The Rangers tagged Leake with two more runs in the third, and one in the fifth. He left the game after five complete innings, trailing 9-1.
Leake, who has routinely worked through six innings for Seattle this season, threw 98 pitches in his shorter-than-usual start, allowing the nine runs (five earned) on 10 hits, while striking out four and walking one. It was the first time in six starts this season Leake has given up double-digit hits and more than four runs.
“It was not a great start, and it didn’t really finish that great either,” Leake said.
Seattle got its first look at right-handed reliever Mike Wright, who was activated ahead of Saturday’s game, in the sixth.
Wright struggled in 10 relief appearances with Baltimore this season — where he compiled a 9.45 ERA in 13 1/3 innings — before he was designated for assignment on April 21. Some of those early issues resurfaced in his two innings against the Rangers.
Wright threw 37 pitches to get through the sixth, and allowed Texas to tack on its 10th run on a two-out RBI double by Hunter Pence. He then walked Joey Gallo and hit Danny Santana with a pitch to load the bases before striking out Forsythe to retire the side.
The seventh was better, but Wright allowed two more hits, and spent 58 pitches across his two innings. He allowed the one run on three hits, struck out three and walked two in his outing.
“He threw a lot of pitches out there tonight,” Servais said. “I don’t think it’s going to be an issue with him. He’s a multi-inning guy. He has started in the past.
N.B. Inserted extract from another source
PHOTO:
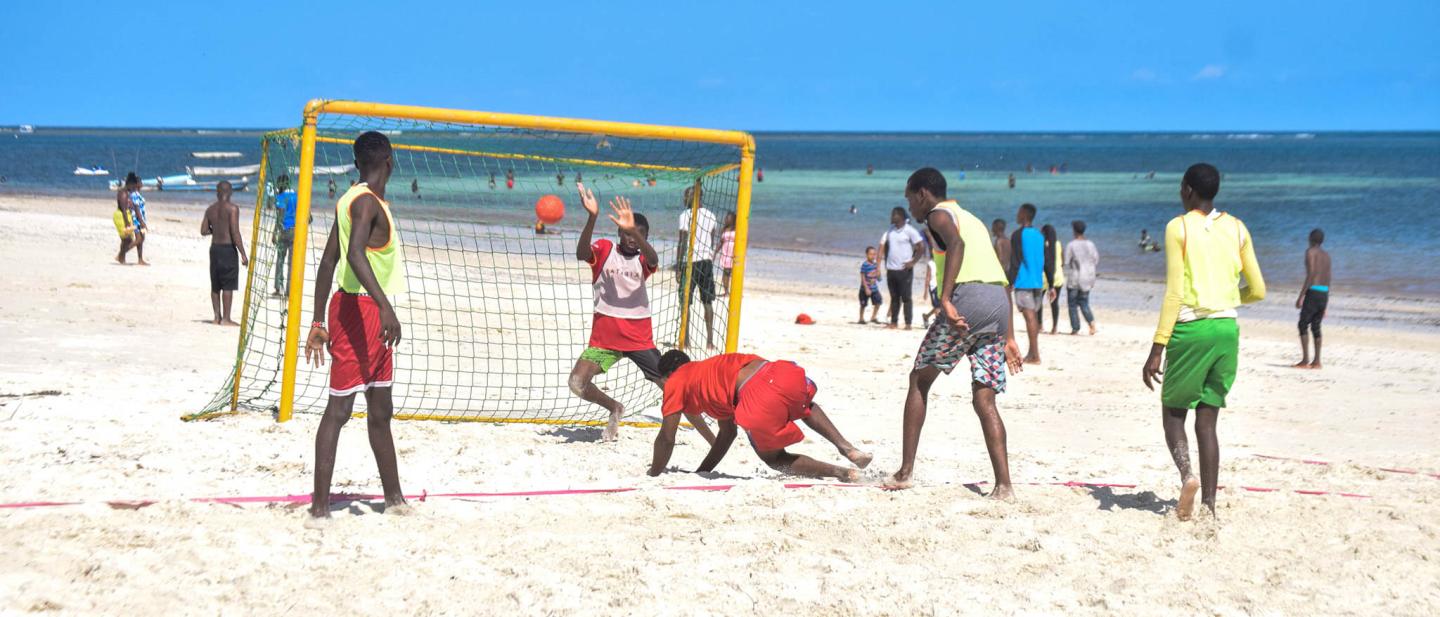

“But, we’ve got some work to do. We’ve got to throw a few things at him, we’ve got some ideas to try to help him out and that’s kind of the position he’s in at this point in his career. We’ll do everything we can to try to help him and get more out of him and see where it leads to.”
Mariners right-hander Chasen Bradford then served up a one-out, first-pitch homer in the eighth to Joey Gallo, whose solo shot to right was just out of reach of a leaping Mitch Haniger.
Super utility player Dylan Moore, who started the game at second base, was called on to make his pitching debut in the ninth, to save the Mariners from using another reliever and gave up four more runs.
Moore said it was his first time pitching professionally since 2016, when he threw in a similar situation with Low-A Hickory in the Rangers’ organization.
“Same result actually,” Moore said. “Lot of hits, lot of runs.”
Before that, he hadn’t pitched in a game since little league, he said. He never pitched in high school or travel ball.
Catcher Omar Narvaez, who originally had the night off, made his first appearance at second to replace Moore.
Moore loaded the bases with no outs before Nomar Mazara and Pence hit back-to-back RBI singles, and Forsythe drove in another run on a fielder’s choice.
The 15 runs and 20 hits the five Mariners pitchers combined to allow were both season highs.
Meanwhile, Seattle’s three hits are tied second-fewest the club has recorded in its first 30 games, and their 16 strikeouts tied a season high. Santana’s homer and singles by Haniger and Ryon Healy was the only offense the Mariners managed.
Texas starter Mike Minor (3-2, 2.88) shut the Mariners down for seven innings, allowing the one run, three hits and striking out a season-high 13 while walking just one on 111 pitches. He allowed just five Seattle base runners.
“He had some good stuff, that’s for sure,” Moore said. “He located pretty well, his slider-cutter thing was working. He was throwing in good spots. He definitely had it going.”
Ariel Jurado retired the Mariners in order in the eighth and ninth with three strikeouts to end the game.
Mariners rookie right-hander Erik Swanson (0-2, 4.61) is scheduled to meet Texas left-hander Lance Lynn (2-1, 4.44) in Sunday’s series finale at 1:10 p.m.
The game will be telecast on Root Sports Northwest, and broadcast on 710-ESPN radio.